Behind every successful scientific implementation, there is a theory that supports the results or allows one to anticipate the consequences. In the case of machine learning, however, the situation is a bit counterintuitive. Though the number of implementations of ML is spiking every day, one still cannot pinpoint the reason why a particular model is making some predictions.
Machine learning models are called black-box models for a reason!
Why does a certain model work? Is it the number of layers? Is it the depth? Is it the width? There are plenty of unanswered questions such as these. And, trying to answer these questions would lead to the concept of information theory and a bunch of complexities.

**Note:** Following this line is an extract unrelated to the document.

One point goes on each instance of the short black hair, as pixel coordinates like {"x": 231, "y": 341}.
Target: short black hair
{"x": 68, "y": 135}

The Complexity Of Defining A Theory
Kolmogorov complexity of some function is the length of the shortest possible program which can produce the same outputs as the function for all given inputs.
The human brain has around 10^15 synapses, and 10^9 of these synapses are likely critical to the kind of natural language processing needed to pass the Turing test. The Kolmogorov complexity of the Turing test is expected to be of the order of 10^9 bits. In other words, one cannot solve this problem with a shorter algorithm.
To have a better understanding of this complexity, let’s take a simple example.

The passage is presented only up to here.